1. Introduction

This document provides an overview of the NCCoE Secure Software Development, Security, and Operations (DevSecOps) Practices project. The project’s primary objective is to demonstrate the application of the NIST SSDF to enhance the security of DevSecOps environments. Specifically, this project showcases example security practices and processes that align with SSDF, illustrates how their design can improve cybersecurity in software development, and documents their actual implementation using current technologies. The project’s scope encompasses the entire software development lifecycle, from inception to final deployment. The project aims to demonstrate software development processes that leverage the following characteristics:

  • Shift Left: Integrates security practices earlier in the software development lifecycle into existing processes and toolchains used by developers and managed by operations teams.

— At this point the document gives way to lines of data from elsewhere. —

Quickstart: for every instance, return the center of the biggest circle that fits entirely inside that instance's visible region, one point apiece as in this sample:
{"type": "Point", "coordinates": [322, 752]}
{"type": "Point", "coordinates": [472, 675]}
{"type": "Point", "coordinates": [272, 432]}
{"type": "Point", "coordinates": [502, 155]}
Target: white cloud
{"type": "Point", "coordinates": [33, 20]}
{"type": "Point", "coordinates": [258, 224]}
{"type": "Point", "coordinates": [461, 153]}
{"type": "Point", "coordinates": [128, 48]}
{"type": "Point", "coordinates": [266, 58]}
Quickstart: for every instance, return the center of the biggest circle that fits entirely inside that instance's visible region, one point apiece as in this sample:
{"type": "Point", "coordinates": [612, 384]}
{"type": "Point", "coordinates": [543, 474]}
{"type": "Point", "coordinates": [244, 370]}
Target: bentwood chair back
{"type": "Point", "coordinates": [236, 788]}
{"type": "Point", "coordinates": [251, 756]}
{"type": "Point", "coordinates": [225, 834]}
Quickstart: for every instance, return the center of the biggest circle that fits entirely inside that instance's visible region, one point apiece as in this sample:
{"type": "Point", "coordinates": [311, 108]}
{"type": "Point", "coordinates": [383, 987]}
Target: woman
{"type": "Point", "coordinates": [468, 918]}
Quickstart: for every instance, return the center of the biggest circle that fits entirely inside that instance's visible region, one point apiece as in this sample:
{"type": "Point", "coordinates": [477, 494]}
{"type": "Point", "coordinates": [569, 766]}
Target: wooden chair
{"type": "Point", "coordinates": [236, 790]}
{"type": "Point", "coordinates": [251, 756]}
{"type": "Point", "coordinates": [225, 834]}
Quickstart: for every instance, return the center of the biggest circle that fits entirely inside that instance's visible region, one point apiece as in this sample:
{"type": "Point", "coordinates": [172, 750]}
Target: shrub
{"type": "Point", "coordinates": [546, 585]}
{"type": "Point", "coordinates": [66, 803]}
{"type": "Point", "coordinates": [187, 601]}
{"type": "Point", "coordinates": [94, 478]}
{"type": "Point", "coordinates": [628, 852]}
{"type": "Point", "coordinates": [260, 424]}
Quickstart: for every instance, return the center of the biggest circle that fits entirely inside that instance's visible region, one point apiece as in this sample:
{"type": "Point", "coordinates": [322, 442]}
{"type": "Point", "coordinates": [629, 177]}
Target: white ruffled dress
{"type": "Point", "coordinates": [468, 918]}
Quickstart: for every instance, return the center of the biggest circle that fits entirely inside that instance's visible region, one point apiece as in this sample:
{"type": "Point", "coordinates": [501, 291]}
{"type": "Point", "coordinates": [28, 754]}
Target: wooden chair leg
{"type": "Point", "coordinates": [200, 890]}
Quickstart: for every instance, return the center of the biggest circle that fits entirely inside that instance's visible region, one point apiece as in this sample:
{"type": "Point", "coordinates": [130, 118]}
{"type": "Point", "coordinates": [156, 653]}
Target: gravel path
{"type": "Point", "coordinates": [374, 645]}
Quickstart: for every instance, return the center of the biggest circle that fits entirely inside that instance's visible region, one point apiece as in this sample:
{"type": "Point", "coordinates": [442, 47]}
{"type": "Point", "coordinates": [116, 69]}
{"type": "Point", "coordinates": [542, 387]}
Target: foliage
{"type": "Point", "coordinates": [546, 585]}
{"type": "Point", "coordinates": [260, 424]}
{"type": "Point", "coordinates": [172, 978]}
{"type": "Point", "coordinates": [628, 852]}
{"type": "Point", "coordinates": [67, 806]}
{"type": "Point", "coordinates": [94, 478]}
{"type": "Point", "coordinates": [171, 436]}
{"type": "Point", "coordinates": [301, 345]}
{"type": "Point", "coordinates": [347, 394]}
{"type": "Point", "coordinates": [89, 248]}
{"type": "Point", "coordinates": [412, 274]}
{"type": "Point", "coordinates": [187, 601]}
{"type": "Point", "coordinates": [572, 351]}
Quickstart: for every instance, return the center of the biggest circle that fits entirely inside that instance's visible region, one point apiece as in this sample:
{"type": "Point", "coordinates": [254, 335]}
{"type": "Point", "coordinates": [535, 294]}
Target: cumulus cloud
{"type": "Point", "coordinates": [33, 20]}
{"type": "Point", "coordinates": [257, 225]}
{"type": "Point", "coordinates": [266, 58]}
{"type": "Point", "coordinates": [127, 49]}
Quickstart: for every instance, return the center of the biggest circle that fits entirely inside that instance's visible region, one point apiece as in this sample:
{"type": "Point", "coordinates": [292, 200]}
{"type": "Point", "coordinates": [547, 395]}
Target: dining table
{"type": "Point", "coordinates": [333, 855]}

  • Automation: Automates security testing to ensure they are performed consistently and frequently throughout the development pipeline.

  • Collaboration: Various engagement practices, tools, and processes to encourage collaboration between development, security and operations teams.

  • Pipeline with Security (Continuous Integration / Continuous Delivery (CI/CD): Incorporates security checks into pipeline to identify vulnerabilities early.

  • Security as Code: Manages security configurations and policies as code, allows for version control, and automated deployment of security configurations.

  • Monitoring and Feedback: Software and infrastructure are continuously monitored for security vulnerabilities and checked for performance issues.

  • Vulnerability Management: Various tools and processes in place to identify, classify, prioritize, and remediate vulnerabilities in a timely manner.

  • AI Capabilities: Various AI-enabled tools to identify and mitigate attack vectors and vulnerabilities, and perform automated security testing, code scans, and checks.

  • Zero Trust Security: Harnesses zero trust principles and approaches to secure the entire DevSecOps environment through consistent policy driven verification, authentication, and authorization with least privilege access.

To inform and demonstrate its use case implementations, the project draws on specific guidelines, namely NIST SP 800-218 and NIST SP 800-218A. Additionally, the project has been informed by other relevant publications, including recommendations from practice guides and resources related to ZTA and AI. Given that this is a demonstrative applied research effort, it is anticipated that this project’s findings may inform future updates to NIST guidelines.

1.1. Background

This section provides background information about DevSecOps, the role of AI in software development, and the role of Zero Trust in software development.

1.1.1. Development, Security, and Operations (DevSecOps)

Development Operations (DevOps) is an organizational model that brings together software development and operations teams to improve collaboration, coordination, and efficiency. This is achieved through concepts such as shared ownership, automation, and rapid feedback. DevOps activities aim to shorten development cycles, promote agile software development practices, and increase the pace of remediations and new features. The rise of cloud-native technologies, microservice architectures, and serverless frameworks has expanded the DevOps toolkit, and the integration of AI tools and capabilities is further evolving the DevOps landscape.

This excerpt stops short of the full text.